Contradicción de contradicciones, cultura de feroces ménades enajenadas disfrazada de filantropía culti- latiniparla, virtud fingida pero erradicada. Es contradicción insuperable que diría mandarín confesado y enmucetado, que lo que más odian las feministas sea precisamente lo más propio de la mujer: la maternidad y la feminidad.

No soy asesor gubernamental pues me tengo por persona libre, honrada y de buenas costumbres, pero propongo gratis total, a quien corresponda con su primoroso gen X o con su defectuoso gen Y, que el monasterio de Igualdad cada año inicie a una nueva miembra en la nueva Orden del SCUM. Con medalla pensionada, juego de bolas lubricadas y taparrabos a juego. De nada.

 

Sin embargo, pese a lo indicado por la Solanas y otras feroces feministas iconoclastas la cosa no debe quedar ahí. Es preciso mantener la tradición cultural occidental por muy de heteropatriarcal que se la acuse.

Platón nos explica en El Banquete como El Amor es una gran potencia que puede volver a unir el andrógino originario, luego separado en dos, y con él la anhelada plenitud perdida. También Platón distingue, en boca de Pausanías, entre la Afrodita popular o convencional y la Afrodita Urania, del amor propio del alma, que sería el verdadero y también duradero.
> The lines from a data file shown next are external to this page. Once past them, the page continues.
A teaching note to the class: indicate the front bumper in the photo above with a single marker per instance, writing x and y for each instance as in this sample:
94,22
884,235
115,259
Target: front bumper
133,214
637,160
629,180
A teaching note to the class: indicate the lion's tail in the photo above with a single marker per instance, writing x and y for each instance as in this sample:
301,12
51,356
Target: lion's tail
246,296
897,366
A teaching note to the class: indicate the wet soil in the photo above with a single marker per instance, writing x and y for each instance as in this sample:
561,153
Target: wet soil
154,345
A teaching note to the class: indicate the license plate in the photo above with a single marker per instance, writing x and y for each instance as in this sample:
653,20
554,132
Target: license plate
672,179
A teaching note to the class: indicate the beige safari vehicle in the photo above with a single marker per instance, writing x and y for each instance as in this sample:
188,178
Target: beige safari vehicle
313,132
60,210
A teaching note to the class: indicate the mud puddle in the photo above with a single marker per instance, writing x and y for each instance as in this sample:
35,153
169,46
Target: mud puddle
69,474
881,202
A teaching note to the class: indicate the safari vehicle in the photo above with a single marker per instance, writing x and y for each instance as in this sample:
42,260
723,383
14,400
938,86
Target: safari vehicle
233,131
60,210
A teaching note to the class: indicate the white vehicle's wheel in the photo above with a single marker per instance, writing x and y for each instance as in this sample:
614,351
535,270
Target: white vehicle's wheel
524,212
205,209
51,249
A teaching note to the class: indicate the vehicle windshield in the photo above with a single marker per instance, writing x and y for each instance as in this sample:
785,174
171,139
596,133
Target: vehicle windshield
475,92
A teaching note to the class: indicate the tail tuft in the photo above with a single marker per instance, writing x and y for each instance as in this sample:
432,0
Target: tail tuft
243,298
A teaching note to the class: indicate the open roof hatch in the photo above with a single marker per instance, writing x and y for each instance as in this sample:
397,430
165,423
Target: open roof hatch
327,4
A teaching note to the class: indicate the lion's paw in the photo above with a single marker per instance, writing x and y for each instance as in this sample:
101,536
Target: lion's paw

Al final de El Banquete, el propio Sócrates considera que Eros es un daimon, un agente espiritual medianero entre los hombres y los dioses. El Amor consiste en querer alcanzar lo bueno. Su objeto es la generación de belleza y la inmortalidad. El que quiere aspirar a tal objeto del Amor debe amar los cuerpos bellos y considerar que la belleza del alma es más importante que la del cuerpo.

Pero insistamos en la idea platónica esencial del Amor como restaurador del andrógino inicial. Idea que surge una y otra vez en la Tradición. En la saga del grial, en su Perzival, Wolfram von Eschenbach en su Perzival pone en boca del señor del castillo estas palabras:

El hombre y la mujer forman una inseparable unidad, como el sol que hoy ha brillado y eso que llamamos día. No se puede separar lo uno de lo otro: florecen a partir de la misma semilla”.

Y es que antes de unirse con la reina Condwiramurs, Parzival recordó que

También Gurnemaz le había explicado que el hombre y la mujer forman una unidad perfecta”

Y es ese ideal de unidad perfecta, potenciado por el Amor, base de la realización individual y humana así como de la estabilidad y del progreso de la sociedad lo que está siendo vilmente atacado por las instituciones que tendrían la obligación de defenderlo.